Multiple Imputation: A Flexible Tool for Handling Missing Data

Author Affiliations
  • 1Office of Energetics and Nutrition Obesity Research Center, University of Alabama at Birmingham
  • 2Department of Biostatistics, School of Public Health, University of Alabama at Birmingham
  • 3Departments of Mental Health, Biostatistics, and Health Policy and Management, Johns Hopkins Bloomberg School of Public Health, Baltimore, Maryland
JAMA. 2015;314(18):1966-1967. doi:10.1001/jama.2015.15281

In this issue of JAMA, Asch et al1 report results of a cluster randomized clinical trial designed to evaluate the effects of physician financial incentives, patient incentives, or shared physician and patient incentives on low-density lipoprotein cholesterol (LDL-C) levels among patients with high cardiovascular risk.
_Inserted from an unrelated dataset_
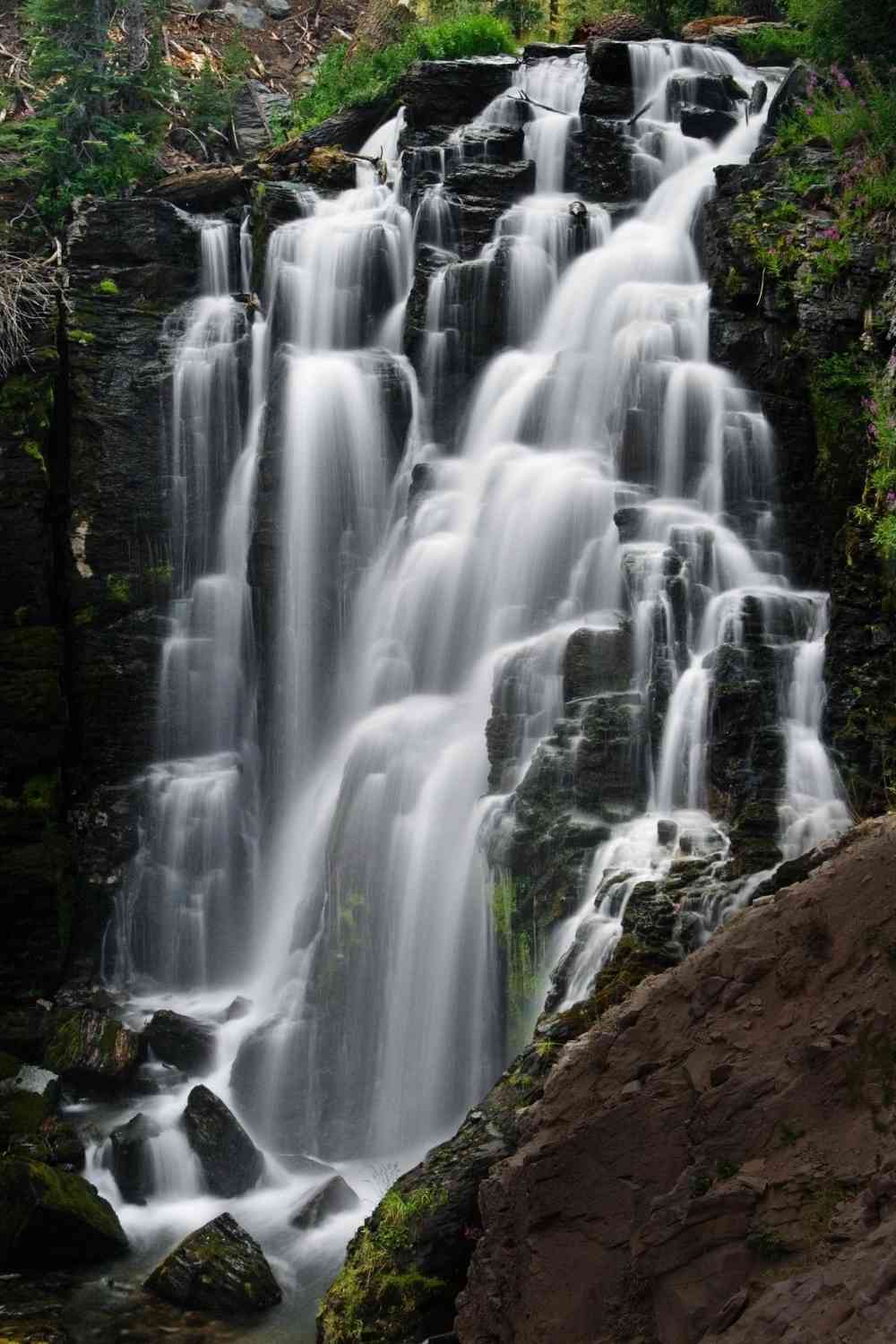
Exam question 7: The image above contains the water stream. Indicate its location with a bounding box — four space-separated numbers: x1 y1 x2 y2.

Because 1 or more follow-up LDL-C measurements were missing for approximately 7% of participants, Asch et al used multiple imputation (MI) to analyze their data and concluded that shared financial incentives for physicians and patients, but not incentives to physicians or patients alone, resulted in the patients having lower LDL-C levels. Imputation is the process of replacing missing data with 1 or more specific values, to allow statistical analysis that includes all participants and not just those who do not have any missing data.